This is only the start of the story. During a consultation in one of the episodes of Dr. House he suddenly makes a deep cut with a scalpel in the body of the patient (one of the melodramatic elements), opens the wound and shows that the flesh inside is black. The diagnosis is cobalt poisoning. After seeing this it occurred to Dr. Schäfer that this diagnosis might also apply to one of his own patients and this turned out to be true. In addition to serious heart problems this patient was becoming blind and deaf. He had had a hip joint replacement with an implant made of a ceramic material. At some point this became damaged and was replaced. In order to try to avoid the implant breaking again the new one was made of metal. The old implant fragmented and left splitters in the body. These had acted like sandpaper on the new joint and at the time of removal it had been reduced to 70% of its original size by this process. As a result large quantities of cobalt was released, resulting in the poisoning. The speaker showed a picture of the operation of another of his patients with a similar problem where the wound could be seen to be filled with a black oily liquid.
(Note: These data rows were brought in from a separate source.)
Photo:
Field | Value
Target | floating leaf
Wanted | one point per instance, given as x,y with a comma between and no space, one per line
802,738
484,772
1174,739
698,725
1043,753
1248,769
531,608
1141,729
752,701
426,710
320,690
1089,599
Together with colleagues Schäfer published an account of this case in The Lancet with the title ‘Cobalt intoxication diagnosed with the help of Dr. House’. Not all his coauthors were happy with this title but Schäfer wanted to acknowledge his debt to the series. At the same time it was a great piece of advertizing for him which lead to a lot of attention in the international media.
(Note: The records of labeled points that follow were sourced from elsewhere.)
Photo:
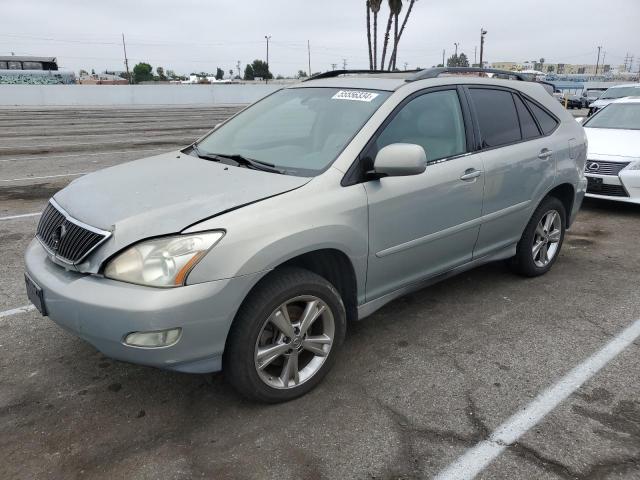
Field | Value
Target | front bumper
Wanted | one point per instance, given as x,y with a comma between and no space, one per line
626,186
103,311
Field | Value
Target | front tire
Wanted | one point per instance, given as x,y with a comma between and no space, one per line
541,240
285,336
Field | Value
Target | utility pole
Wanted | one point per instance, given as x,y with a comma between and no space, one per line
483,32
626,61
266,78
126,60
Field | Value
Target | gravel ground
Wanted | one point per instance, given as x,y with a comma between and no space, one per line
415,386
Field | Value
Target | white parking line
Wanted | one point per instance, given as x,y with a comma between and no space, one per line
48,176
24,215
15,311
85,154
480,456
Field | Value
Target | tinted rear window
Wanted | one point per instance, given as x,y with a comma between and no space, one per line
545,120
527,123
497,117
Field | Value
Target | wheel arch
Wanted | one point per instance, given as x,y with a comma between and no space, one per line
566,193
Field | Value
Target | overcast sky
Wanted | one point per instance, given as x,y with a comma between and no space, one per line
199,35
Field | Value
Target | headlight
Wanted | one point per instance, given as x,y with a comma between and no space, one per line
634,166
161,262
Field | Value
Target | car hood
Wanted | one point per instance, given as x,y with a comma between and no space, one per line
165,194
602,103
613,142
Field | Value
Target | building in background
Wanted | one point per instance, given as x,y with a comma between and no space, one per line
102,79
22,70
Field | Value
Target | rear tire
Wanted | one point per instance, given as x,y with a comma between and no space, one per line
541,240
272,355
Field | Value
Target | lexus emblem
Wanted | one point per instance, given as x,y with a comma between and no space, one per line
593,166
57,236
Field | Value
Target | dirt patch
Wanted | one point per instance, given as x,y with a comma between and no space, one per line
580,242
38,191
12,237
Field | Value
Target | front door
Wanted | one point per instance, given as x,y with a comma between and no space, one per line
424,224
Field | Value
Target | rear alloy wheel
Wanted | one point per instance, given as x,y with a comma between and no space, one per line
541,240
546,239
285,336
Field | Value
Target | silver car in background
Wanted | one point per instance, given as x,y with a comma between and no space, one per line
250,250
612,94
613,158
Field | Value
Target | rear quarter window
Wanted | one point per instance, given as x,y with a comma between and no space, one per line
497,116
547,123
527,123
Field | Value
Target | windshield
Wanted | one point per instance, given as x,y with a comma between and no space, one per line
617,115
620,92
300,131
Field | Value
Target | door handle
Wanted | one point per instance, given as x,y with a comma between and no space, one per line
471,174
545,153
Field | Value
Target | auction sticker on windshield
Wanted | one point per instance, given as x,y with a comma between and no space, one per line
357,95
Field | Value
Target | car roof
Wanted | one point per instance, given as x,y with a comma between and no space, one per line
392,81
635,99
634,85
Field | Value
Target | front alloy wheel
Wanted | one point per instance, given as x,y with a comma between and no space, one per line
294,342
284,338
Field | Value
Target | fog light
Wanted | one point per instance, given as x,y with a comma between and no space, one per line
159,338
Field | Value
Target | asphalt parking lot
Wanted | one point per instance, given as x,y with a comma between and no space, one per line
416,385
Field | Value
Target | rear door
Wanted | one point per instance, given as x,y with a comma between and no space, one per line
518,159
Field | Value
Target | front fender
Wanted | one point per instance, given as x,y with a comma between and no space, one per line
320,215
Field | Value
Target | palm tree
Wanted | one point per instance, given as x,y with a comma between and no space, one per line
369,34
396,7
375,5
394,54
393,6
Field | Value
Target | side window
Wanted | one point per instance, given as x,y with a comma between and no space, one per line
527,123
434,121
546,121
497,116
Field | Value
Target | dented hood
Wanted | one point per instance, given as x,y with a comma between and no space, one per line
164,194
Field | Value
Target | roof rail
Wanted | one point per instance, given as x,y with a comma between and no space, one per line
336,73
436,72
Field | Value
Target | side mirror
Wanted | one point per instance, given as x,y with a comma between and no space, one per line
400,159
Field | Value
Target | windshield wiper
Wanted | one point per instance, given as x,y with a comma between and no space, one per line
239,159
249,162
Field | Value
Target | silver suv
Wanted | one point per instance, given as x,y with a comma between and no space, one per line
252,249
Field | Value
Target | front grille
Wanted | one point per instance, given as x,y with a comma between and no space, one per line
65,237
598,167
604,189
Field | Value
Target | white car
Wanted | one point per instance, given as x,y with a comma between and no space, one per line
613,156
614,93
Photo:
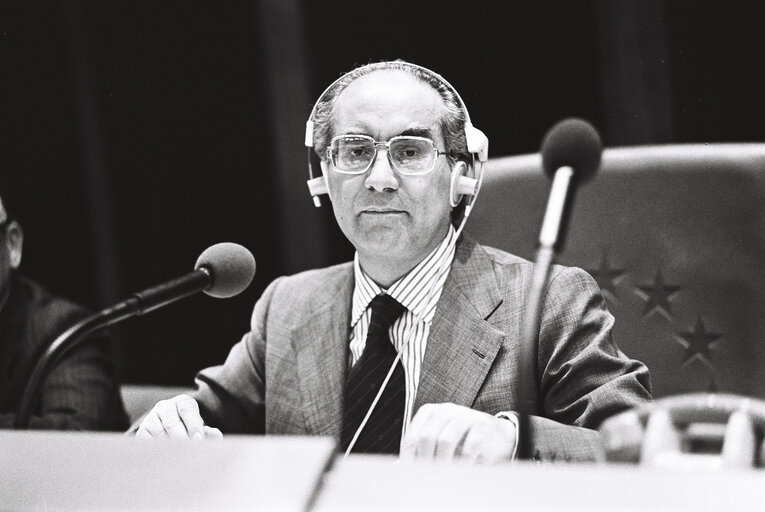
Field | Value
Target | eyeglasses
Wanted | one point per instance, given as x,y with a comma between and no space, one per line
409,155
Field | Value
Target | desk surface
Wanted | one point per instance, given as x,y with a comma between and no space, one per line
86,471
77,471
372,483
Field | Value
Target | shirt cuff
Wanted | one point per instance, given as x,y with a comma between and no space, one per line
513,418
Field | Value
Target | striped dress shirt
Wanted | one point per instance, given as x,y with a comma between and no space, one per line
419,292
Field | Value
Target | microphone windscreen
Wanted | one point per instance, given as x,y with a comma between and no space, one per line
231,266
572,143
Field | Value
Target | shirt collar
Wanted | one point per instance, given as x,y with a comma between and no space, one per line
427,275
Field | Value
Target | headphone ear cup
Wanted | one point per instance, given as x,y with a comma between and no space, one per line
461,185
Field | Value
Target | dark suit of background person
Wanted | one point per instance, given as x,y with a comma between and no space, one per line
287,375
81,392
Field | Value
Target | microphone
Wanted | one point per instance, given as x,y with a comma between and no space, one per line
222,271
571,153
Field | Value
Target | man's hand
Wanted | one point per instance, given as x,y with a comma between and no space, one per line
447,431
176,418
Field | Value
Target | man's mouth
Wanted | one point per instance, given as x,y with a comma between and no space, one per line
381,211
Due to his growing fame Schäfer started to get a lot of letters from patients with mysterious illnesses. This was more than he could handle. He informed the administration of the university clinic where he worked that he was going to start sending back letters of this type unopened, since he just did not have the time to cope with them. To his surprise they wanted him to continue with this work and arranged from him to be relieved from other duties. They set up a new institute for him called Zentrum für unerkannte Krankheiten [centre for unrecognized diseases]. This was perhaps particularly surprising since this is a privately funded clinic and the work of this institute costs money rather than making money. The techniques used there include toxicological and genomic analyses.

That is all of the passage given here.